Nouvelle répartition des forces

Dans l'ancienne prison, les détenues vivaient en communautés (noires, latinas, blanches...) qui laissaient souvent échapper de vives tensions raciales. En QHS, ces questions sont balayées d'un revers de la main. Réparties en différents blocs, elles se retrouvent prises au piège face à des petites brutes qui jouent les gros bras pour les big boss. Une rivalité vieille de trente ans tiraille les blocs C et D. À leurs têtes, deux sœurs ennemies, Carol et Barbara, se vouent une haine qui tourne à une guerre de gangs.

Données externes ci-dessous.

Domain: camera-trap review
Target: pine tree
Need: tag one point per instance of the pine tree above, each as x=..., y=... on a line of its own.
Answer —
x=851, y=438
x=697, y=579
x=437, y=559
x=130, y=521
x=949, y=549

Ces deux matrones, qui se chamaillent depuis leur adolescence, tiennent la prison et ses trafics à elles deux. Mention spéciale à Henny Russell qui incarne Carol, une caïd d'une cinquantaine d'années, flippante à souhait et coincée dans les années 80 avec brushing bouffant et lunettes XXL. Victimes de ce découpage inique et de l'obligation imposée de défendre son bloc, les filles voient leurs amitiés s'étioler à cause de cette guerre fratricide mais aussi à cause de l'enquête qui vise à déterminer les responsables de l'émeute. Question de survie dans les deux cas, il faut choisir entre sauver sa propre peau et planter un couteau dans le dos de ses amies... Même si, une fois encore, le récit s'éparpille parfois en frivolités, Orange continue de faire ce qu'elle fait de mieux : dépeindre la violence, le racisme, l'absence d'équité judiciaire, la corruption. Fidèle à ses valeurs, elle réserve une belle part au mouvement Black Lives Matter, notamment avec l'arc de Taystee (Danielle Brooks) qui donne à cette saison ses plus grands moments d'émotion. La fin de saison laisse penser que la prochaine sera la dernière... Si c'est le cas, on espère qu'elle se conclura en pleine splendeur.

Orange is The New Black, une série créée par Jenji Kohan avec Taylor Schilling, Laura Prepon, Uzo Aduba, Nick Sandow... Disponible depuis le 27 juillet sur Netflix.